Question

Say I create a library in ./libname which contains one main file: main.js and multiple optional library files which are occasionally used with the main object: a.js and b.js.

I create index.js file with the following:

exports.MainClass = require('main.js').MainClass; // shortcut
exports.a = require('a');
exports.b = require('b');

And now I can use the library as follows:

var lib = require('./libname');
lib.MainClass;
lib.a.Something; // Here I need the optional utility object
lib.b.SomeOtherThing;

However, that means, I load 'a.js' and 'b.js' always and not when I really need them.

Sure I can manually load the optional modules with require('./libname/a.js'), but then I lose the pretty lib.a dot-notation :)

Is there a way to implement on-demand loading with some kind of index file? Maybe, some package.json magic can play here well?

Was it helpful?

Solution 2

Looks like the only way is to use getters.

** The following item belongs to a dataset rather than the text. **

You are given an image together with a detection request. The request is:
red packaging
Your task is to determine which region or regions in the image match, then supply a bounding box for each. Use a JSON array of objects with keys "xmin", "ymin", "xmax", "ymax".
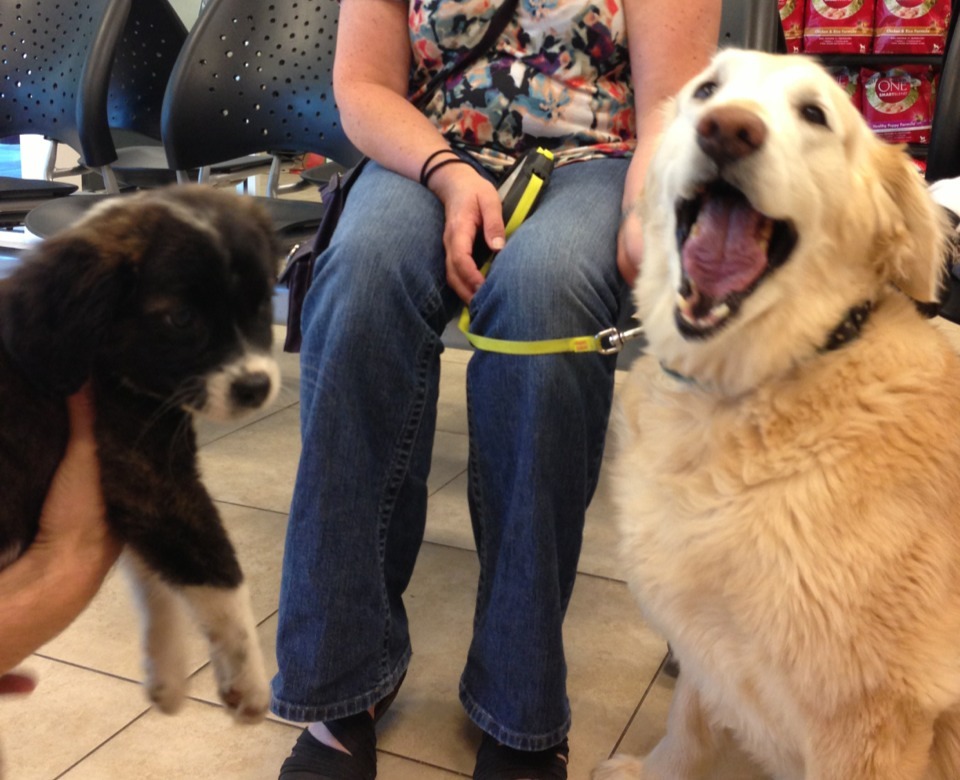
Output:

In short, like this:

exports = {
    MainClass : require('main.js').MainClass,
    get a(){ return require('./a.js'); },
    get b(){ return require('./a.js'); }
}

OTHER TIPS

This may possible if you called the "MainClass" to dynamically load the additional modules on-demand. But I suspect this will also mean an adjustment in the api to access the module.

I am guess your motivation is to "avoid" the extra processing used by "non-required modules". But remember Node is single threaded so the memory footprint of loading a module is not per-connection, it's per-process. Loading a module is a one-off to get it into memory.

In other words the modules are only ever loaded when you start your server not every-time someone makes a request.

I think you looking at this from client-side programming where it's advantages to load scripts when they are required to save on both processing and or http requests.

On the server the most you will be saving is few extra bites in memory.